La alta burocracia de México, comenzando con el Presidente son de los mejor pagados del mundo, el IFE y los partidos políticos son uno de los más caros del mundo, México ocupa el lugar 100 dentro de 183 países en el índice de corrupción y en vez de reducirse se aumenta.




En 5 años han muerto más de 50 mil personas en una guerra personal del presidente y en la que existen miles de desaparecidos. Eso es el neocolonialismo en el “México de los criollos”.





Un país en el que las instituciones se están desmoronando por la ineptitud de la clase dirigente criolla (1821-2012), por su ancestral codicia y corrupción. Pero sobre todo por su falta de compromiso con la Historia, respeto a la Cultura y amor al pueblo.




Los criollos en el poder, desde Hernán Cortés hasta Felipe Calderón, con sus honorables excepciones, usan el poder no para servir, sino para servirse de él. Roban cuanto pueden y salen millonarios protegidos por una poderosa coraza de impunidad.




En el continente son llevados a los tribunales a gente como Pinochet en Chile, Videla en Argentina o Ríos Montt en Guatemala…en México los presidentes por más ladrones, asesinos, traidores o ineptos que hayan sido, jamás se les juzga, por el contrario, viven como reyes a costa del erario hasta su muerte. Unos a otros se protegen.



 
La colonización no ha cesado desde 1492, en la que como una plaga de langostas han llegado sucesivas oleadas de feroces “muertos de hambre” a saquear y a explotar.
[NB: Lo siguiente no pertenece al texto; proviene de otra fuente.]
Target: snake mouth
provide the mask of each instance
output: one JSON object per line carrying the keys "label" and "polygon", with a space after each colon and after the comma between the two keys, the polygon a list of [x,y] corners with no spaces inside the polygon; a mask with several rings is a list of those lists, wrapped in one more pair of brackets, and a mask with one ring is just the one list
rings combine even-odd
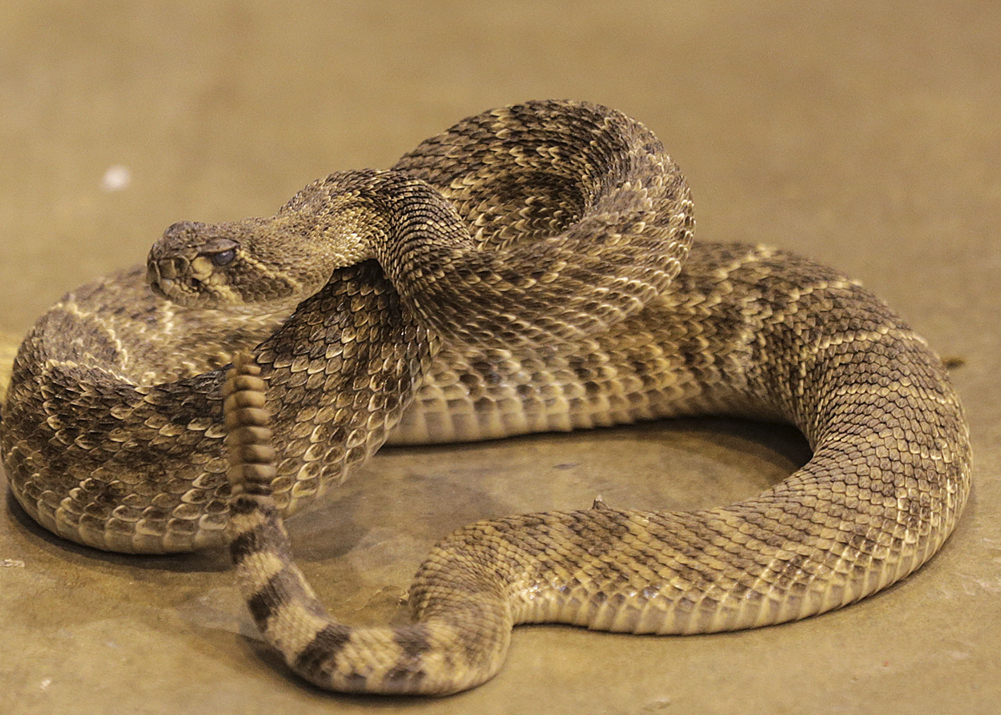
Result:
{"label": "snake mouth", "polygon": [[203,292],[202,281],[189,272],[189,261],[179,256],[147,261],[146,282],[156,295],[181,304],[198,300]]}

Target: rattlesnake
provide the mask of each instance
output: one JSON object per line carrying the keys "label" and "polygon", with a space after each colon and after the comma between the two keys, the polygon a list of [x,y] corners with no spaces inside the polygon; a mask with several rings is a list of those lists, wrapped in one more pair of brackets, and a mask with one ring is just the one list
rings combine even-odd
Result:
{"label": "rattlesnake", "polygon": [[[265,638],[337,690],[471,687],[516,623],[750,628],[903,578],[970,487],[941,362],[836,271],[765,246],[690,251],[693,230],[648,129],[562,101],[465,119],[270,218],[174,224],[145,268],[67,294],[25,338],[0,424],[11,488],[40,524],[99,549],[228,541]],[[240,350],[253,358],[232,369],[224,426]],[[410,626],[331,621],[291,563],[281,518],[390,433],[707,413],[792,422],[814,456],[726,508],[598,501],[471,525],[420,567]]]}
Lo hacen los gobiernos de los países del primer mundo, lo hacen las grandes empresas trasnacionales, lo hacen los bancos, las mineras, las armadoras.




Siguen llegando europeos, gringos o canadienses dispuestos al saqueo, destrucción, contaminación y asesinato si es necesario, para llevarse del Cem Anáhuac y del Tawantinsuyo las riquezas de “las venas abiertas” de este continente mártir, que sigue financiando la riqueza “los otros” y aumentando la miseria de “los nativos”.




             Esa es la dura realidad, lo demás es solo costosa mercadotecnia.





Y el pueblo del Anáhuac sigue adormecido. Sin memoria histórica, sin identidad cultural, perdido en el laberinto de la desolación que le crea la televisión y la radio comercial, la SEP y el SENTE, el consumismo, el individualismo, el fanatismo religioso.




Ese pueblo que no se puede identificar con su raíz y su esencia más profunda y viva. Despreciando lo propio y exaltando lo ajeno, pisando y maltratando a los suyos y dóciles aceptando ser pisado y explotado por el poderoso.




Pintándose el cabello de amarillo, poniéndoles nombres en inglés a sus hijos, en permanente búsqueda por la “modernidad” y despreciando su tradición. Insensibles, violentos, reprimidos, depredadores, irrespetuosos, mal educados, abusivos, flojos, inseguros, frágiles…así es como nos quieren, así es como nos necesitan nuestros explotadores depredadores.




 
El México del Estado Criollo es el presente y de unos cuantos. El Anáhuac es el futuro de todos los pueblos que están unidos culturalmente por la Toltecáyotl. Por estas razones el futuro es nuestro milenario pasado.




El día que recuperemos la memoria histórica y vivamos con plenitud nuestra identidad, ese día volveremos a ser los constructores de nuestro destino y la colonización será expulsada de nuestras tierras y de nuestros corazones.